|
Meslektaşların Soruları Hukukçu meslektaşların hukuki nitelikte sorularını birbirlerine yöneltecekleri mesleki yardımlaşma forumu. SADECE hukuk fakültesi mezunları ile hukuk profesyonellerinin (bilirkişi, icra müdürü vb.) yazışmasına açıktır. [Yeni Soru Sorun] |
04-09-2006, 19:53 | #1 |
|
icra takibi, ceza mahkumiyeti, takip ve satışın durdurulması
Müvekkil aleyhine hile ile alınan sened takibe konulmuş, daha sonra, takip açıldıktan sonra, İİK mad. 72 göre, icra veznesine yatan bedelin alacaklıya ödenmemesi yolunda tedbir kararı aldık. Ancak takip durmadı, Ceza mahkemesi, senedin hile ile alındığına karar verdi ve alacaklı mahkum oldu, bu ceza kararı yargıtaydan, yeni ceza yasasına göre incelenmek üzere gönderildi, yeni yargılamada savcılık yeniden eski karar doğrultusunda cezalandırılma yönünde mütalaa verdi. Henüz karar çıkmadan, icra dosyasıdan müvekkile ait 4 adet gayrimenkul satışa çıktı. Satışı ve icrayı durdurmanın(müvekkilin icra dosya borcunu tamamını yatırması ekonomik olarak mümkün değil) başka bir yolu varmıdır. Alacaklının müvekkilden hile ile sened alıp icraya koyduğuna dair ceza mahkeme kararı olduğu halde, icra dosyasından satışı durduramıyoruz. Borçlar Kanunu mad.60/3 göre daimi defi talebi ile durdurma talep ettik, Ceza mahkemelerinden CMK mad. 128 gereğince senede ve icra dosyasına el koyma talep ettik henüz karar çıkmadı, satışa 7 gün kaldı.
|
04-09-2006, 22:48 | #2 |
|
Hile ile alındığına dair tedbir talepli menfi tespit davası açılır.Tedbir için toplam alacak tutarı, %40 icra inkar tazminatı ve %15 para cezası icra dosyasına yatırılır. CEZA Mahkemesince tespit edilen olgular hukuk hakimini bağladığından ceza davasının sonucu menfi tespit davasında beklenir.
|
05-09-2006, 00:04 | #3 |
|
Esas hakkındaki mütalaaya da istinat ederek icranın ve satışın durdurlması yönünde ceza mahkemseinden tedbir talebinde bulunun. Ayrıca ceza mahkemesi kararı, esas hakkındaki mütalaa ve sair belgelerle satışın durdurulmasına dair icra dosyasına talepte bulunun. İcra müdürü reddederse bu kararı itm'ye şikayet edin ve aynı talepleri yineleyin. Tüm cevabım aklıma gelen pratiğe dayalı olasılıklardır ve ayrıca mevzuatı incelemenizi salık veririm.
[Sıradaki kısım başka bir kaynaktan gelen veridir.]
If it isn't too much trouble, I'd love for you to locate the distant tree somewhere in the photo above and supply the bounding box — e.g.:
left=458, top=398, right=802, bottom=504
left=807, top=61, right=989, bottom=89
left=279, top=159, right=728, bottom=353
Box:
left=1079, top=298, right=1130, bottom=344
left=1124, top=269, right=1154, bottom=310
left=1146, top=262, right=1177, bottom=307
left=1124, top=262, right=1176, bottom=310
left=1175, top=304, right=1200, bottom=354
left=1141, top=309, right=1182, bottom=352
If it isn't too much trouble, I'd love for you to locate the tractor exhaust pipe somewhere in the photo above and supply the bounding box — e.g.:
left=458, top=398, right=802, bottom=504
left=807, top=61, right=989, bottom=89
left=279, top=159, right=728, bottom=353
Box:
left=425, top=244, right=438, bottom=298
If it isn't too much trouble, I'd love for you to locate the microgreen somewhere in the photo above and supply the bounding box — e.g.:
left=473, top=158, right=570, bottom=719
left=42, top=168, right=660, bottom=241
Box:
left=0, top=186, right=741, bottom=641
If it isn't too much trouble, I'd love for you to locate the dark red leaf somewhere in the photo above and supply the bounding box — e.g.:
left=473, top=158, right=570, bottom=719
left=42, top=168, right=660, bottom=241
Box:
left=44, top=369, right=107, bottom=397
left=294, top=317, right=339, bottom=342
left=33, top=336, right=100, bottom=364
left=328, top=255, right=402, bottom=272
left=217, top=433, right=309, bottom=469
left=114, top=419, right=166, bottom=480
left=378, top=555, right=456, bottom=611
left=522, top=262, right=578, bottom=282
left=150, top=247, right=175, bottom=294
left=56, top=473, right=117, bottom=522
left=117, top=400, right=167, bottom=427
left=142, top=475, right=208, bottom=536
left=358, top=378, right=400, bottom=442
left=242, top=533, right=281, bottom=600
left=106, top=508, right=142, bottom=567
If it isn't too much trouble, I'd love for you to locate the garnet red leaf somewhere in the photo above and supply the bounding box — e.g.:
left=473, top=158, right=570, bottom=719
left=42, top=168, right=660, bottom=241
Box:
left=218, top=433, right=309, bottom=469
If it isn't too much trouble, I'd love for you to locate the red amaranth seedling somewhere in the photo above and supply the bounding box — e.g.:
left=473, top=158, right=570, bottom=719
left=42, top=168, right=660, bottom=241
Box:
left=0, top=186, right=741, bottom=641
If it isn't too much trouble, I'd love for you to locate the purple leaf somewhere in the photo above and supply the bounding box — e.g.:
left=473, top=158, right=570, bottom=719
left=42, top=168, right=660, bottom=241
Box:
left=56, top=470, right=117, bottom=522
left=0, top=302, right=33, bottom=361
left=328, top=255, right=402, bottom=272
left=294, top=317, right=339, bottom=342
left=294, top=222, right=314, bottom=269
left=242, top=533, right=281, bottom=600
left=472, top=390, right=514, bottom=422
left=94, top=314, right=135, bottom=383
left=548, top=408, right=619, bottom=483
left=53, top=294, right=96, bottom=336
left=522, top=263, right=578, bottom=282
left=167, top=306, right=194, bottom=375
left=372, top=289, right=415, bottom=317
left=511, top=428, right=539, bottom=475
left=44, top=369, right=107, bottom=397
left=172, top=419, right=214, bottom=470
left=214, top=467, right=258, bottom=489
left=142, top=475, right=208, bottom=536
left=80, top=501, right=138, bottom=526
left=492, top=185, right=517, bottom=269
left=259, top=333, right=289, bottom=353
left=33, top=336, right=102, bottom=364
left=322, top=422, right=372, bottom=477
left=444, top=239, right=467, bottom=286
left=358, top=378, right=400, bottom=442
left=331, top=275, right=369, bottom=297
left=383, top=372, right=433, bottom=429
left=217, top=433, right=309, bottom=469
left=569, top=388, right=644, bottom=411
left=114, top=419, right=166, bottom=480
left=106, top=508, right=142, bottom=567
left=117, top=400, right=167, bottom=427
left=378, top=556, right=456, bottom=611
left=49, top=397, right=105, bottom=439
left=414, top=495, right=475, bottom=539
Bir de sahtelik iddiasıyla ceza mahkemesinde açılmış bir dava bulunmakta ise; talep halinde ceza mahkemesinin vereceği karar ile icranın duracağına dair bir şeyler anımsıyorum. Ceza Kanunu'nda olması gereken bu maddeye bir bakmanızı tavsiye ederim. |
06-09-2006, 11:31 | #4 |
|
Sayın Ayyıldız ,
* Ceza Davasının İcra Takibine Etkisi; Alacaklı ceza davasından önce veya sonra sahteliği iddia edilen senede dayanarak ilamsız veya ilamlı (İİK.m.38) bir icra takibi yapmış ise; " Borçlu , ceza davasına şahsi hak bakımından müdahale ederek sahte senedin iptalini istemiş ve ceza mahkemesinde senet hakkında bilirkişi incelemesi yapılmasına karar verilmiş ise, SENET CEZA DAVASI SONUÇLANINCAYA KADAR HİÇBİR İŞLEME DAYANAK YAPILAMAZ ! " (HUMK.m.317 c.2) Yani icra takibi kendiliğinden durur! Başka bir deyimle,ceza davasının sonuçlanması ,icra takibi için bekletici sorun yapılır ! (Bkz.Baki KURU HM Usulü 5.baskı 2.cilt Sh.1511, 1512 vd.) *İİK.m.72 gereğince açılmış bulunan dava borçlu lehine neticelenirse; Dava borçlu lehine neticelenirse (İİK.m.72/V) takip derhal durur ve hükmün kesinleşmesi ile de takip iptal olunur.Bu suretle dava konusu alacağın mevcut olmadığı maddi hukuk bakımından tespit edilmiş olur. Borçlunun hiç borcu olmadığına karar verilmişse icra; +tamamen+ kısmen borçlu olmadığına karar verilmişse,+kısmen+ eski hale iade olunur. Bunun için ayrıca bir mahkeme hükmüne ihtiyaç yoktur. Hükmün kesinleşmesi ile bu sonuç kendiliğinden doğar.Bu itibarla borçlunun malları üzerine evvelce haciz konulmuşsa, icra memurluğunca bu haciz derhal kaldırılır! İcra veznesinde borçludan tahsil edilmiş bir para mevcutsa, bu derhal borçluya verilir, ihalesi yapılan menkul mallar alıcıya teslim, GAYRİMENKUL MALLAR DA alıcı adına tapuya tesçil edilmiş olmakla beraber henüz hüsnüniyetli üçüncü şahıslara tedavül etmemiş ise,menkuller alıcılardan geri alınarak,GAYRİMENKULLER DE alıcı üzerinden terkin olunarak , borçlu adına tesçil edilmek suretiyle , İCRA ESKİ HALE İADE OLUNUR ! Satış bedeli , alacaklıya ödenmişse,ondan geri alınarak alıcıya verilir! (Bkz.Av.Talih UYAR. Gerekçeli-içtihatlı İcra ve iflas kanunu şerhi Sh.830 ) *Yardımcı olabilme ümidimle ! Saygılar sunarım ! |
06-09-2006, 14:09 | #5 |
|
Sayın Burhan Fılızözü,
Ceza davasında sahteliği iddia edilen senetle ilgili olarak, menfi tespit davasına nazaran (harç ve teminat bakımından daha elverişli olarak) ceza davası üzerinden takibi durdurmakla ilgili zikrettiğiniz hususu bir yerlerden anımsıyordum. Ancak Ceza ceya Ceza Usul Kanununda zannettiğim maddeyi aramama rağmen bulamamıştım. HUMK da hiç aklıma gelmedi Bu anlamda cevabınız benim için de tekraren öğretici oldu, teşekkür ederim. |
06-09-2006, 15:05 | #6 |
|
T.C.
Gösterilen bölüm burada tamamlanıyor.